The Leaving(53)
“Of course,” Lucas said.
She closed her door and drove away, and he stood so very still and watched and his eyes followed the stones at his feet, just picked a path and stone by stone it led to up to that empty plateau.
He made a promise to himself to do something about that, then went up to the house, where lights were on and Ryan said, “How’d it go?”
Miranda was there.
Miranda was always there.
This time standing at an ironing board in the middle of the living room, ironing a decal onto a shirt.
“Someone recognized us.” Lucas went to the couch and sat aside a tall stack of neatly folded T-shirts. “Like from before. He told us where we’d carved our initials into a pier.”
“That’s incredible,” Ryan said. “So what now?”
“Wait.” Miranda’s iron hissed. “Where was this?”
“Anchor Beach?” Lucas said.
“That’s where the author of the old book lives?” Ryan asked.
“No.” Lucas said. “About an hour away.”
“So how did you end up there?” Miranda held the shirt up, examined her work, set it aside. The room smelled of melting plastic.
“It’s a long story,” he said. The penny was Scarlett’s to talk about.
“So,” Ryan repeated. “What now?”
“We told the police. We’ll talk more. They’re going down there to check it out.”
“So they’ll search for Max?” Ryan asked.
Like that, a rush of guilt.
A surge of shame.
Hadn’t even had a thought about Max. Or
AVERY. DEFIANT. ELBOW STOUCHING.
HOW COULD YOU JUST FOR GET A WHOLE PERSON ?
Had been so caught up in
KISSES. HEARTS. PIERS.
XXXXS. EXES?
And now, wanted to be the one to tell her.
About all this.
So she was maybe . . . what . . . ready?
“Hey, where do they live?” he asked, and had the feeling of hiding something. “Max’s parents, I mean.”
AVERY
She recognized him walking in the dark, a castle guard doing his rounds, as Sam drove up the block to drop her at home. She didn’t say anything, hoped Sam hadn’t even seen him, and bent to slide her heels back onto her blistered feet. How much worse would they hurt right now if she had decided to dance?
“I’ll talk to you tomorrow.” Sam leaned over and they kissed, but barely.
“Sounds good,” she said, feeling something fake in her voice.
Then she got out and walked up the front path and the front steps and put her key in the door and opened it and turned and waved. Sam seemed intent on watching her actually go inside, so she went in, annoyed about it, as quietly as she could and then watched through the peephole as he drove off, and then she stepped back out.
The street was crickets-quiet.
He was probably still four houses down.
Why was he out?
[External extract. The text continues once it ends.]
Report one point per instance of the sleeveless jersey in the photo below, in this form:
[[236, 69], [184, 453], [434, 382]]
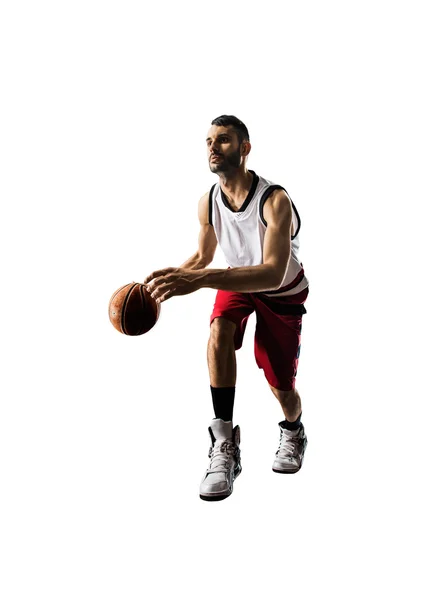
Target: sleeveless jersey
[[241, 234]]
Lurking?
Her ears were ringing from hours of boogie-woogie nonsense.
Electric slides and last-dance-last-dance-tonights.
Finally, his footfalls broke through and then he was standing in front of her house, but not seeing her, maybe looking for a house number.
“What are you doing here?” she asked in a loud whisper. “Avery?” he whispered back.
She stepped forward so he could see her and realized her wish was coming true.
Her in her purple dress.
Him here to see it.
“Yes,” she said, going down to meet him. Still feeling small next to him, even in heels.
He looked at her hard. “I almost didn’t recognize you.”
“Is that supposed to be a compliment?” she said.
“No”—he seemed embarrassed, flustered— Good.
“I mean, yes.”
“What are you doing here?”
“I went to talk to the author of The Leaving today. I wanted to tell you about it. And we went to a place where someone recognized us. So we told the police and maybe they’ll find Max there. I don’t know. It’s all still unfolding. I just. I wanted you to know.”
“Who’s ‘we’?” she said, knowing what the answer was going to be but wanting to hear it anyway. “Who’s ‘us’?”
“Oh,” he said. “Me and Scarlett.”
She nodded. “Did she read it? Did she know why she said that about going on a trip? What’s it even about?”
“It’s pretty out there—people living in an underground city to avoid sending their kids away, that kind of thing.”
“Anyone left behind? Killed? Anything that could be a parallel to Max not coming home?”
He shook his head. “No, sorry.”
“So what did the author say?
“He has Alzheimer’s.”
“Tell me you’re joking.”
Sometimes life was too much.
“No,” he said. “I’m not.”
She shook her head and thought again about the calendar with the countdown to getting out of Florida. Why would anyone in their right mind want to spend the prime years of their life there? Florida wasn’t the Sunshine State. It was the prune juice state. The Depends state. It was where you went to go to Disney and visit your grandparents, sure, but it was no place to actually live—not if you had a healthy pulse. Maybe whoever had done this knew that. That Florida was no place to raise kids. They should’ve moved away after the shooting. Then maybe that would have been that.